Suppose the vertical part of the trunk is $a$ and the slanted part is $b$, where $a$ and $b$ are in metres, as shown below.

Then $a+b=16$, and $a$, $b$ and 8 are the sides of a right-angled triangle with hypotenuse $b$, so $a^2+8^2=b^2$.

This gives us the simultaneous equations $a+b=16$ and $a^2+64=b^2$.

Since we want $a$, it is sensible to make $b$ the subject of one of the equations and then substitute that into the other one.

$a+b=16$, so $b=16-a$.

Substituting that into the other equation gives $$\begin{align}a^2+64&=\left(16-a\right)^2\\

a^2+64&=256-32a+a^2\\

64&=256-32a\\

32a&=256-64\\

32a&=192\\

a&=6\end{align}$$

So the height of the part of the trunk that is still standing is 6 metres.

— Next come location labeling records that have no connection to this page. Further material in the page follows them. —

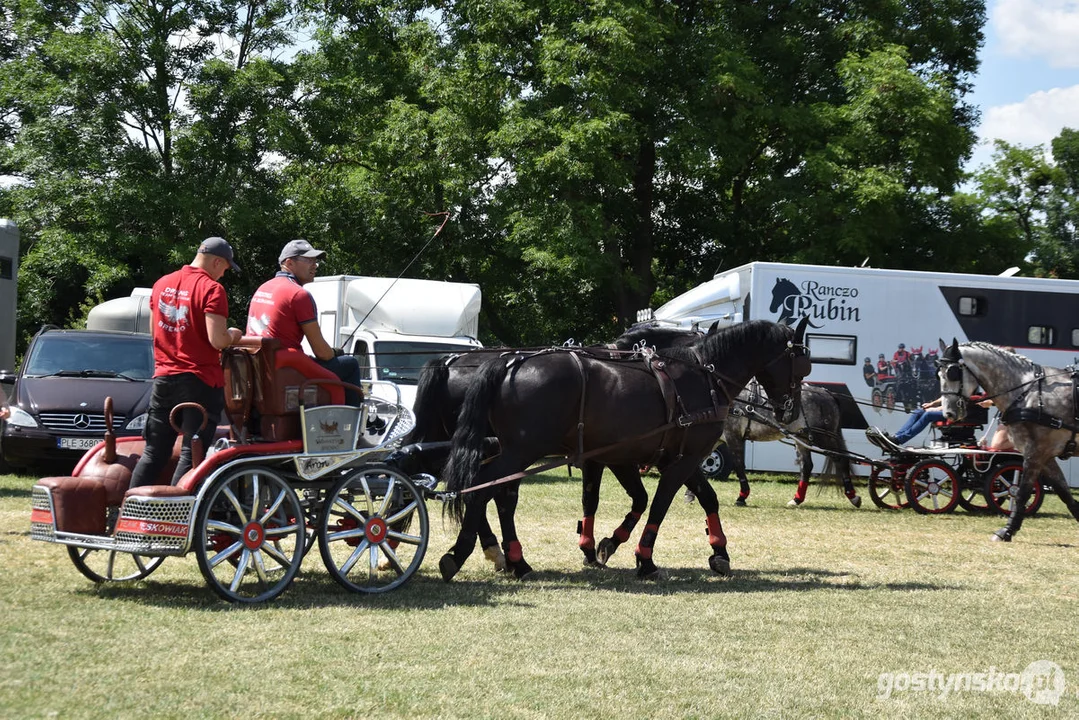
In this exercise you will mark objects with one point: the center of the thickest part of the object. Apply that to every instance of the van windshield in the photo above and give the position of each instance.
(91, 355)
(400, 362)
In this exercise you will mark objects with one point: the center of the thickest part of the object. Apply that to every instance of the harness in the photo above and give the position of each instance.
(1038, 416)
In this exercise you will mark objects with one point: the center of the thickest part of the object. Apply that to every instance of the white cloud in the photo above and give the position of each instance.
(1037, 120)
(1039, 28)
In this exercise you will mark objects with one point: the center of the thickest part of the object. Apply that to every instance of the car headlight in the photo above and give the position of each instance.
(138, 422)
(21, 418)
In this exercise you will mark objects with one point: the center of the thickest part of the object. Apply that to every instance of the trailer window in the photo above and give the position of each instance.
(833, 349)
(971, 306)
(1040, 335)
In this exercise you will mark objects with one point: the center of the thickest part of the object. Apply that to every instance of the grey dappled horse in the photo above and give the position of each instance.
(817, 424)
(1036, 403)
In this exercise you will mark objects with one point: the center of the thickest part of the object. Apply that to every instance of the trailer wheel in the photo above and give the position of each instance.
(249, 534)
(103, 566)
(374, 530)
(1001, 489)
(932, 487)
(886, 487)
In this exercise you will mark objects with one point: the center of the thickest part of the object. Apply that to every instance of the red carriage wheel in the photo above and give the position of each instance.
(1001, 489)
(932, 487)
(886, 487)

Since we want $a$, it is sensible to use substitution to remove $b$ from the equations. As $b^2$ is already the subject of the second equation, we could also make $b^2$ the subject of the first equation, and then equate them.

$$\begin{align}a+b&=16\\

b&=16-a\\

b^2&=\left(16-a\right)^2\\

b^2&=256-32a+a^2\end{align}$$

But from the second equation, $b^2=a^2+64$, so

$$\begin{align}a^2+64&=256-32a+a^2\\

64&=256-32a\\

32a&=256-64\\

32a&=192\\

a&=6\end{align}$$

So the height of the part of the trunk that is still standing is 6 metres.

The total length of the trunk of the palm tree was 16 metres, so if the height of the part that is still standing is $h$, where $h$ is in metres, then the slanted section must be 16$-h$. This is labelled in the diagram below.

The three lengths labelled in the diagram form a right-angled triangle with hypotenuse $16-h$, so $h^2+8^2=\left(16-h\right)^2$ by Pythagoras.

Solving for $h$,

$$\begin{align}h^2+8^2&=\left(16-h\right)^2\\

h^2+64&=256-32h+h^2\\

64&=256-32h\\

32h&=256-64\\

32h&=192\\

h&=6\end{align}$$

So the height of the part of the trunk that is still standing is 6 metres.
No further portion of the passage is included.